Presumably, such an implementation would almost be a C++ interpreter, or at least a compiler for something more like Lisp or Java. It would need to keep extra data for each pointer to ensure you did not perform arithmetic outside of an array or dereference something that was already freed or whatever.
Now, consider the following code:
int *p = new int;
delete p;
int *q = new int;
if (p == q)
*p = 17;
Is the *p = 17
undefined behavior? On the one hand, it dereferences p
after it has been freed. On the other hand, dereferencing q
is fine and p == q
...
But that is not really the point. The point is that whether the if
evaluates to true at all depends on the details of the heap implementation, which can vary from implementation to implementation. So replace *p = 17
by some actual undefined behavior, and you have a program that might very well blow up on a normal compiler but run fine on your hypothetical "UB detector". (A typical C++ implementation will use a LIFO free list, so the pointers have a good chance of being equal. A hypothetical "UB detector" might work more like a garbage collected language in order to detect use-after-free problems.)

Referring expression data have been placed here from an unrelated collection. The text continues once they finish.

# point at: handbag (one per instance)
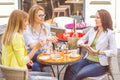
(72, 42)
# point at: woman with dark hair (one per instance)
(37, 30)
(100, 46)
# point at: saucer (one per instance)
(44, 57)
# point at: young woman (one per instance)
(100, 45)
(14, 53)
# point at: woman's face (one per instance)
(40, 16)
(25, 23)
(98, 20)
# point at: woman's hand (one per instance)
(39, 44)
(91, 50)
(53, 39)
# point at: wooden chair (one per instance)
(57, 10)
(65, 6)
(11, 73)
(107, 76)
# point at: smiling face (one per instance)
(98, 20)
(25, 23)
(40, 17)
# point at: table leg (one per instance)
(58, 71)
(52, 70)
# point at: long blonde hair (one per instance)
(15, 24)
(32, 13)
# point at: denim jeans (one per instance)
(84, 68)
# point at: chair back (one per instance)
(108, 74)
(11, 73)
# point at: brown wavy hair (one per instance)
(105, 19)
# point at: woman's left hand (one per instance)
(54, 39)
(91, 50)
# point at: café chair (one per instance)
(57, 10)
(107, 76)
(10, 73)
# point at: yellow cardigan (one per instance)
(14, 54)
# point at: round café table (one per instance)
(64, 60)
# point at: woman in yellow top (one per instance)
(14, 53)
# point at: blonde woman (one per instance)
(14, 53)
(36, 30)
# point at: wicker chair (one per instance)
(10, 73)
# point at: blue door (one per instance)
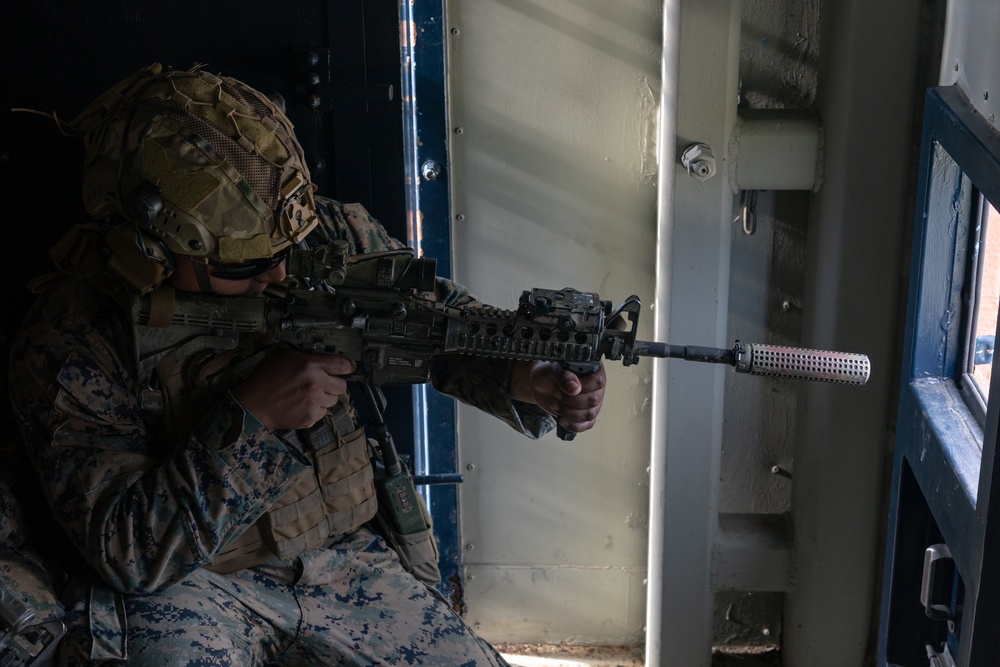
(941, 594)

Put another way, the existence of merely implementation-defined behavior makes it impossible to write a "UB detector" that works for all programs, I suspect.
That said, a project to create an "uber-strict C++ compiler" would be very interesting. Let me know if you want to start one. :-)
The clang
compiler can detect some undefined behaviors and warn against them. Probably not as complete as you want, but it's definitely a good start.
John Regehr in Finding Undefined Behavior Bugs by Finding Dead Code points out a tool called STACK and I quote from the site (emphasis mine):
Optimization-unstable code (unstable code for short) is an emerging class of software bugs: code that is unexpectedly eliminated by compiler optimizations due to undefined behavior in the program. Unstable code is present in many systems, including the Linux kernel and the Postgres database server. The consequences of unstable code range from incorrect functionality to missing security checks.
STACK is a static checker that detects unstable code in C/C++ programs. Applying STACK to widely used systems has uncovered 160 new bugs that have been confirmed and fixed by developers.
Also in C++11 for the case of constexpr variables and functions undefined behavior should be caught at compile time.
We also have gcc ubsan:
GCC recently (version 4.9) gained Undefined Behavior Sanitizer (ubsan), a run-time checker for the C and C++ languages. In order to check your program with ubsan, compile and link the program with -fsanitize=undefined option. Such instrumented binaries have to be executed; if ubsan detects any problem, it outputs a “runtime error:” message, and in most cases continues executing the program.
and Clang Static Analyzer which includes many checks for undefined behavior. For example clangs
-fsanitize checks which includes -fsanitize=undefined
:
-fsanitize=undefined: Fast and compatible undefined behavior checker. Enables the undefined behavior checks that have small runtime cost and no impact on address space layout or ABI. This includes all of the checks listed below other than unsigned-integer-overflow.
and for C we can look at his article It’s Time to Get Serious About Exploiting Undefined Behavior which says:
[..]I confess to not personally having the gumption necessary for cramming GCC or LLVM through the best available dynamic undefined behavior checkers: KCC and Frama-C.[...]
Here is a link to kcc and I quote:
[...]If you try to run a program that is undefined (or one for which we are missing semantics), the program will get stuck. The message should tell you where it got stuck and may give a hint as to why. If you want help deciphering the output, or help understanding why the program is undefined, please send your .kdump file to us.[...]
and here are a link to Frama-C, an article where the first use of Frama-C as a C interpreter is described and an addendum to the article.